Thomas et al . ( J Glaucoma 2003;12(4):333-9 ) compared results of filtration surgery combined with either phacoemulsification or the Blumenthal technique of MSICS in 150 patients and intraocular pressure (IOP) reduction and achievement of target IOP were evaluated for 6 months. At 6 months, target IOP was achieved in 75.6% of the PE group and 73% of the Blumenthal group. There was no significant difference in IOP reduction or achievement of target IOP between the two groups.

Parmar et al ( Am J Ophthalmol. 2006;141(6):1160-1 ) compared the per-operative contamination of anterior chamber among eyes undergoing MSICS and phacoemulsification. They studied 150 eyes undergoing cataract surgery.
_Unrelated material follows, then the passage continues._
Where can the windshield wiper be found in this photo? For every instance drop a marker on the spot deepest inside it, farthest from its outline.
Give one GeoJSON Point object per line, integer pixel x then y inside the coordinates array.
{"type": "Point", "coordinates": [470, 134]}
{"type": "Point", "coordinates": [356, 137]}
Aqueous samples were taken before and at the end of surgery. Collected material was subjected to standard microbiological analysis. No preoperative antibiotics were used, but povidone-iodine 5% drops were instilled before surgery. They found that the incidence of anterior chamber contamination in the MSICS group (4%) did not differ significantly ( P =0.65) from the PE group (2.7%; P = 0.65).

Tabin et al . ( Curr Opin Ophthalmol. 2008;19(1):55-9 ) reviewed the published literature and concluded that MSICS may be the preferred technique for cataract surgery in the developing world. It is significantly faster, less expensive and requires less technology.